5 Ways to Stack the Odds

It can be paralyzing just trying to understand what you’re deciding on, let alone making the decision!

Business decisions are a gamble of sorts. Let’s learn how you might stack the odds in your favor! When we can make better business decisions, we reduce anxiety and stay relevant in a rapidly shifting environment.

Today the speed of business is fast and getting faster. There’s so much information and SO many options that it’s often hard to see a path forward to make changes to grow your business. Do I pivot? Do I persist? Do I A/B test? Do I open a pop-up shop, re-org, rebrand, or hire consultants? How do I decide? And how do I know my choice will be relevant in a week? A month? A year?

It can be paralyzing just trying to understand what you’re deciding on, let alone making the decision!

Here are 5 simple strategies to make these decisions clearer with less risk:
1. Inexpensive; small bets buy valuable information.
2. Safe; have high confidence that bad things won’t happen and that you can recover if they do.
3. Coherent; Ask tough questions that probe deeply.
4. Measurable; start paying attention to real dynamics.
5. Invisible to those affected; don’t make your learning mean it’s harder for people to get what they want.

Inexpensive

Easy on the wallet. When uncertainty is high, small bets buy information that is valuable.

The less we know in a situation, the less we should commit. Our choices must be affordable in terms of money, time and effort. When change efforts are inexpensive, we can afford many of them. Inexpensive things tend to be smaller and easier to implement so that we can learn faster. Even when we get unexpected results, that information can be immensely beneficial if we’re not spending a ton of resources and time.

When uncertainty is high, small bets buy information that is valuable.

Safe

You can afford to play and lose. Have high confidence that bad things won’t happen as a result.

Learning is fun; failing is scary. When faced with a challenge, do your best to find smaller solutions you can learn from regardless of the outcome rather than big solutions that might have considerable benefits, though they are also dangerous to fail.

The results from our decisions should be safe to acquire. Safety applies to financial, physical, and psychological safety, protecting customers, and more. Among other things, this means we have high confidence that bad things won’t happen as a result.

It also means that we can easily undo or recover from whatever we did in the first place.
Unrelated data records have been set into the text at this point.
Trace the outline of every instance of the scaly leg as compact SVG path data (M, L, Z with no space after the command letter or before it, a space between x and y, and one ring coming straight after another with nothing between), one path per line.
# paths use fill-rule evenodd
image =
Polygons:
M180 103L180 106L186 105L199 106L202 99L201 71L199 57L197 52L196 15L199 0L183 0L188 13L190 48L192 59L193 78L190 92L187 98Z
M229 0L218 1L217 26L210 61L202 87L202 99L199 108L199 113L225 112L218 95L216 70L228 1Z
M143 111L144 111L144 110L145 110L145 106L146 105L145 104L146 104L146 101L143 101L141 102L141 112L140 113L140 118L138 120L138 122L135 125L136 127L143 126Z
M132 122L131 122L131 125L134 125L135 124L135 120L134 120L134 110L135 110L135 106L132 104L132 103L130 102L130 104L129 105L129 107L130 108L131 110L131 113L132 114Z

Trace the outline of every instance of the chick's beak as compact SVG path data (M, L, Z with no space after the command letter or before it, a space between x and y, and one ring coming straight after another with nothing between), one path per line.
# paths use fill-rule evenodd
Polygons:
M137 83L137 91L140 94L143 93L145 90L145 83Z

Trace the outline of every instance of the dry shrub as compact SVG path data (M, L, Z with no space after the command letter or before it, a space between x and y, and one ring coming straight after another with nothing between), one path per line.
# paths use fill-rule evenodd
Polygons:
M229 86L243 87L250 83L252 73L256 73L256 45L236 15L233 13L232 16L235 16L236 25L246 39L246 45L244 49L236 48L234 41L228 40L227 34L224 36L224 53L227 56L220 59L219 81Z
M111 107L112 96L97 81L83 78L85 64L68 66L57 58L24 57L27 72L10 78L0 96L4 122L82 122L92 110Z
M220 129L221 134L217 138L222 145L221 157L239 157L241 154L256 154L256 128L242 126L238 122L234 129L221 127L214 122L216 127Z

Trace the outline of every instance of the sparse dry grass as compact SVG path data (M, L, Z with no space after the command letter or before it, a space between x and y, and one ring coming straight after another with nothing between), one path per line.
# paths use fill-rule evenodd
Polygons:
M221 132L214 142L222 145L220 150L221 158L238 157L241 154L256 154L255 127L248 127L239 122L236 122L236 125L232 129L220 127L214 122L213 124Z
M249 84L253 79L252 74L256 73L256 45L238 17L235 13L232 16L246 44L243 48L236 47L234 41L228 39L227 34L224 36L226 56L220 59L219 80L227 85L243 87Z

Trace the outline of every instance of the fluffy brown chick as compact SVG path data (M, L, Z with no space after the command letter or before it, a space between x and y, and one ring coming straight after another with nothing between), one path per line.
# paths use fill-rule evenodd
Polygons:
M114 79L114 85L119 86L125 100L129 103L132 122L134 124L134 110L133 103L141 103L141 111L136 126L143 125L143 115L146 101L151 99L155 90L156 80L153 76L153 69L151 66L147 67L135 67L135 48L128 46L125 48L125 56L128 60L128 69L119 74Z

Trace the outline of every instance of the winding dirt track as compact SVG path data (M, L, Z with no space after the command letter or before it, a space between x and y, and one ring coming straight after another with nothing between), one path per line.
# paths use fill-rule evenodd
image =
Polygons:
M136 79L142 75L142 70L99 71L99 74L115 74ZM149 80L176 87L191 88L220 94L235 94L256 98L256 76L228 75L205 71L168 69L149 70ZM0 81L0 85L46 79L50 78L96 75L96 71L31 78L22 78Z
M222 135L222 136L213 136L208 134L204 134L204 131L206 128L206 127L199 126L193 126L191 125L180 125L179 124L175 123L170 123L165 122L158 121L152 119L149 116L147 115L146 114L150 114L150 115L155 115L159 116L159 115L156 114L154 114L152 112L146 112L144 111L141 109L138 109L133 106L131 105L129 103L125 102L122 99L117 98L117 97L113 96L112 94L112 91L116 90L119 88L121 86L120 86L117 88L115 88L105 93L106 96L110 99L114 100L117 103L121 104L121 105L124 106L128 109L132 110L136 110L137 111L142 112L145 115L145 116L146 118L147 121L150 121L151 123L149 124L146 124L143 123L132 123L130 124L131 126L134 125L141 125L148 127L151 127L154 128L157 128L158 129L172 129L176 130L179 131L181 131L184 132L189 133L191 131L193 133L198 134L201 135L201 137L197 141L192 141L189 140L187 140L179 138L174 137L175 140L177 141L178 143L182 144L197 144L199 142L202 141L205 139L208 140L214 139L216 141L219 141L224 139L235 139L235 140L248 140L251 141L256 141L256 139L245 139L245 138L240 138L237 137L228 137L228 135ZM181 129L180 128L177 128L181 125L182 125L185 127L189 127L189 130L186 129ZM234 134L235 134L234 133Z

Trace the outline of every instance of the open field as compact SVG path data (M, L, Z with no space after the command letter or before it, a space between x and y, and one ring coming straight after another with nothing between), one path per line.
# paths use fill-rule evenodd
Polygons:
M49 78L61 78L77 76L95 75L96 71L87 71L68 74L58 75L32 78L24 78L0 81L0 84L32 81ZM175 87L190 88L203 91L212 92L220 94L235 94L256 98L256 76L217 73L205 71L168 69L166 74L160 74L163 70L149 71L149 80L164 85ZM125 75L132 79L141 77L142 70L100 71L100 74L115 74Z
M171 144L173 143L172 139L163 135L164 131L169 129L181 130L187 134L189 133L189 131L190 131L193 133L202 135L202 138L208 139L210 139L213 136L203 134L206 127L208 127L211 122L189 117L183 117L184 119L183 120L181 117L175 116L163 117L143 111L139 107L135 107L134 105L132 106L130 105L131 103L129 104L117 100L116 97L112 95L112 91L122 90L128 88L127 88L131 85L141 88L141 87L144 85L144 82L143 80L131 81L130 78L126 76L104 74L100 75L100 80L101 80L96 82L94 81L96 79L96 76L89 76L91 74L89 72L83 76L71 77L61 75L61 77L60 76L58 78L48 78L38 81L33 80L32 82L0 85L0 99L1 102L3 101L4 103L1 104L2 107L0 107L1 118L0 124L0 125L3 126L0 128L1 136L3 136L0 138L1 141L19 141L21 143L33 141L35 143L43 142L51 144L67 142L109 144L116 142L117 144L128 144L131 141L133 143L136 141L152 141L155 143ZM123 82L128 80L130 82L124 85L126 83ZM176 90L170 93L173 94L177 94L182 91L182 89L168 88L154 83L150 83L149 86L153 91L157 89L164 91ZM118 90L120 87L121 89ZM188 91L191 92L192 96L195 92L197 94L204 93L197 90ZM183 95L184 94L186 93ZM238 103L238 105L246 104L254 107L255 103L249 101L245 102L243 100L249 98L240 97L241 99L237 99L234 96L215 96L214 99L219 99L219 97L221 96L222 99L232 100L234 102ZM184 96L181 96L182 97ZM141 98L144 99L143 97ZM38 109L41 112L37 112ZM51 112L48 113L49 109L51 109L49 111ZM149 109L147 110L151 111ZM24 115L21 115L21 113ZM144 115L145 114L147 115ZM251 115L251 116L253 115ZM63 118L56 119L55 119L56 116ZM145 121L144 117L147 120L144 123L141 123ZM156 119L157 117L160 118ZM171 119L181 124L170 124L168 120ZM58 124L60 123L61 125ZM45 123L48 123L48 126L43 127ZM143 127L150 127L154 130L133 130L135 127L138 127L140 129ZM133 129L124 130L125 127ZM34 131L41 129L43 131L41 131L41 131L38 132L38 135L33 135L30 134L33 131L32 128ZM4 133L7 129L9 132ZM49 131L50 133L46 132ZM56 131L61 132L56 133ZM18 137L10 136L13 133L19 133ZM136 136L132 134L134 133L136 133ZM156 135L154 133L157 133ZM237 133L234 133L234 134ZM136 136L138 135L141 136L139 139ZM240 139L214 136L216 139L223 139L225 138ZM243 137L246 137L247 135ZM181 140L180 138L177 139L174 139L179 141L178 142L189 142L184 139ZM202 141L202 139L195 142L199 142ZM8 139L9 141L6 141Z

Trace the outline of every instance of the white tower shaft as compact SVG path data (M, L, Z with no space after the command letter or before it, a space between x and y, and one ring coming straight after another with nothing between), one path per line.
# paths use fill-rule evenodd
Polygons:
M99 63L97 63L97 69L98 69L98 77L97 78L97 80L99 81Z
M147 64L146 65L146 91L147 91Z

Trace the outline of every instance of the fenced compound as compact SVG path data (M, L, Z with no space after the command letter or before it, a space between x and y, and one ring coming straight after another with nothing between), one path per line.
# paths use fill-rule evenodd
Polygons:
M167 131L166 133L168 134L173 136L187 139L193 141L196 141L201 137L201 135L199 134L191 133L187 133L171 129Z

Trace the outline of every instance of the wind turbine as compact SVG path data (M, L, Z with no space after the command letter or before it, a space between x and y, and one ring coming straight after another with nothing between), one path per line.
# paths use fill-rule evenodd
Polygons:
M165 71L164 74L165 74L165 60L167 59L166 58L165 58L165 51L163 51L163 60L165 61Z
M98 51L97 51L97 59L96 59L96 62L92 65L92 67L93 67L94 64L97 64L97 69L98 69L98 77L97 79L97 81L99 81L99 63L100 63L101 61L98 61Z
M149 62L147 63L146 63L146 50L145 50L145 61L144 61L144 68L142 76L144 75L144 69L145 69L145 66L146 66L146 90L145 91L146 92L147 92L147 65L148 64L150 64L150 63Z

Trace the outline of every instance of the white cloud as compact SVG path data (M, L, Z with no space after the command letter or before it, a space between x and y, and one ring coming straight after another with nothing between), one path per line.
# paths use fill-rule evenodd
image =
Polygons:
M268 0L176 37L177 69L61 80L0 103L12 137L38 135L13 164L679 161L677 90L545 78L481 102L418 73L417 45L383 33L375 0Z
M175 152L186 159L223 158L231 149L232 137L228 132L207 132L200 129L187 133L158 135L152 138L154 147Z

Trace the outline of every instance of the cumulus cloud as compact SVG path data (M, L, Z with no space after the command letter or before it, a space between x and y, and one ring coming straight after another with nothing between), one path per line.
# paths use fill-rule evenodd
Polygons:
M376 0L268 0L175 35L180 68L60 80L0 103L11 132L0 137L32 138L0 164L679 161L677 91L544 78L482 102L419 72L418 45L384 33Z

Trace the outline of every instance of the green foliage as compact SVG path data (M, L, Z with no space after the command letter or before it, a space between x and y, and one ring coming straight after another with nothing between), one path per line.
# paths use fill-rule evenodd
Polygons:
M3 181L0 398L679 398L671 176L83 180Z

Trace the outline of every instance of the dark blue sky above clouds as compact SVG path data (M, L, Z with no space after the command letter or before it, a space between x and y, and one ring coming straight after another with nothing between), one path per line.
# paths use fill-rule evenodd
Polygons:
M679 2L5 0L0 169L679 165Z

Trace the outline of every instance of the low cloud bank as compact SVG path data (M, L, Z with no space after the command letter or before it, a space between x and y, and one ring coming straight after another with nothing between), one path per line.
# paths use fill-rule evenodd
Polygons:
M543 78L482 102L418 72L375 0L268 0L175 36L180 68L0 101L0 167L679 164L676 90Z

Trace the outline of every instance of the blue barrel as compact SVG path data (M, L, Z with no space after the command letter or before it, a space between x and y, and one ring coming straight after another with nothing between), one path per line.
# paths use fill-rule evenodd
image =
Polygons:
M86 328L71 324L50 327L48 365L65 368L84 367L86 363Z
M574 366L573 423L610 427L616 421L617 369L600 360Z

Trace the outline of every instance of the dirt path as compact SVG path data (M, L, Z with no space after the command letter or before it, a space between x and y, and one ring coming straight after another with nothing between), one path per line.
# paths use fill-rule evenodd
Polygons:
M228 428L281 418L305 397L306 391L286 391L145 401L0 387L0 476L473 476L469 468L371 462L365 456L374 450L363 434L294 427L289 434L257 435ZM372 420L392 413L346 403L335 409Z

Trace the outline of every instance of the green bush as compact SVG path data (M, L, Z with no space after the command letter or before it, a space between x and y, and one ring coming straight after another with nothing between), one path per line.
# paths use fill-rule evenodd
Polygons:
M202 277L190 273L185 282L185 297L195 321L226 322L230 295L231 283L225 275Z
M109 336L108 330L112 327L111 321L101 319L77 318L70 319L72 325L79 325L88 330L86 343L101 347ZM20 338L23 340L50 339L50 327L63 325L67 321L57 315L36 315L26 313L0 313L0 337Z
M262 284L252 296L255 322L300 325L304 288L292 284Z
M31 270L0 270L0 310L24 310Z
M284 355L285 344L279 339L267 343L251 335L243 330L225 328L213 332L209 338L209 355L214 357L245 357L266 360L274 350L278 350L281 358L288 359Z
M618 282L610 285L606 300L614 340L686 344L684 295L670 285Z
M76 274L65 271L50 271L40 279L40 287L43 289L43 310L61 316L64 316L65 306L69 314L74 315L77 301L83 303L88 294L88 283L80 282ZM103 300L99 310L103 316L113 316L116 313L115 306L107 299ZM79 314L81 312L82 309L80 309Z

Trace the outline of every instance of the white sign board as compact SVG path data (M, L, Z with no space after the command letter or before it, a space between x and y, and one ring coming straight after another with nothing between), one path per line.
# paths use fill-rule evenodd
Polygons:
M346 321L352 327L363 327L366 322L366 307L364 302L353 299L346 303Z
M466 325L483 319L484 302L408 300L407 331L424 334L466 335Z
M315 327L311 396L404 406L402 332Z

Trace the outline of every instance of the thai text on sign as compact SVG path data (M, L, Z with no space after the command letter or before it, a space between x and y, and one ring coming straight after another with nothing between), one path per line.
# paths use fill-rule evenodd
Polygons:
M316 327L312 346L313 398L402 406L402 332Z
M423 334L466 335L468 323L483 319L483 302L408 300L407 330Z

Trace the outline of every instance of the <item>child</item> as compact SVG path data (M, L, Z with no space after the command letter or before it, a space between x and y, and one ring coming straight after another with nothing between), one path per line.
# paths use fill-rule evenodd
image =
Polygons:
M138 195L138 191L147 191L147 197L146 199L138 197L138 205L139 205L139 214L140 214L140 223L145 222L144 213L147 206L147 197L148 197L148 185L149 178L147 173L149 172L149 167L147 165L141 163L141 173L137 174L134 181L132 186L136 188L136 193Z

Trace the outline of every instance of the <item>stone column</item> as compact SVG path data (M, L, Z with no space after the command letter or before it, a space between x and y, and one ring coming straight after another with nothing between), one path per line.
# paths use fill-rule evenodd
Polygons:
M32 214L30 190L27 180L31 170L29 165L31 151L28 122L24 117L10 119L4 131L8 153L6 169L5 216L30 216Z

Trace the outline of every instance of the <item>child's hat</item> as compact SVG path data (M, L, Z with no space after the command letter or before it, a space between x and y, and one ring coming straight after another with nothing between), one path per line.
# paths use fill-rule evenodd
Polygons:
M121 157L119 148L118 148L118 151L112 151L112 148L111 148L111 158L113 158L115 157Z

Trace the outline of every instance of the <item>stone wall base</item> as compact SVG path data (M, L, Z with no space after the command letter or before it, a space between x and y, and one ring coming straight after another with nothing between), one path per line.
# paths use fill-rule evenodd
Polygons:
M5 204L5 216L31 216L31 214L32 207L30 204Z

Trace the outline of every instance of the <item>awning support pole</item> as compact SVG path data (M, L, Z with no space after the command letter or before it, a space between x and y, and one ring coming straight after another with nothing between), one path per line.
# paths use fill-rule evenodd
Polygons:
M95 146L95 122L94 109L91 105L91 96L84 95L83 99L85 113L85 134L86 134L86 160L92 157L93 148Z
Coherent; Withstands Inquiry

Bet on a Good Horse. Ask tough questions that probe to the heart of the matter.

Talk and empty promises are cheap and dangerous. When someone lays out a potential way forward, be wary of future tense and qualifiers. Don’t just listen to the sales pitch; go out and kick the tires yourself to make sure what’s being said is accurate and makes sense.

Ask tough questions that probe to the heart of the matter. Questions that seek information that is not obvious. Questions that challenge your assumptions and help to highlight them. Look for the sweet spot between flying blind and addressing every contingency. In complexity, all the important details are not knowable. However, we can hopefully identify enough of them to increase our confidence.

If the decision is already both inexpensive and safe, we can have confidence that even if we don’t have as much information as we might like, we can still proceed within acceptable levels of risk.

Measurable

Know what to track and why. Lose the lucky rabbit foot and start paying attention to real dynamics.

Gambling is full of superstition, and so is business. Professionals learn to lose the lucky rabbit foot and start paying attention to real dynamics.

Figuring out what to measure is tough because not everything important is measurable. Choose metrics that are coherent that make sense to track. Understand that what has happened may not have any influence on what will happen. Sometimes you can get visibility into unmeasurable things through proxy metrics.

Finally, metrics effective in one area may not work in another. Generally, the people being measured or having their work measured need to have a voice in creating and using the metrics.

Invisible to Those Affected

Don’t make your learning harder for your customers to get what they want and need from you.

Keep the burden of improvement inside of your business, not on your customers. As you make these small, inexpensive, safe, coherent, measurable moves, don’t make it harder for your customers to get what they want and need from you.

Business exists to create value for customers, so much value that they’ll exchange their hard-won money in return.

All of These Can Be Disregarded!

Suggestions are not ironclad.

While these strategies can be helpful, they might not always be possible to follow. Or a specific situation may be worth actively disregarding one.

What matters when not following one of these strategies is WHY it is not being followed. Perhaps there is truly a crisis, and action is the most important. Perhaps the most important direction is worth the risk it carries.

In complex situations, we constantly learn. It may be the best decision if we have valid information that points us beyond one of these principles.

Conclusion

Keep the risks you do control within acceptable levels.

Business is a risky venture full of dangers outside of our control. The five simple ideas outlined here can help keep the risks you control within acceptable levels.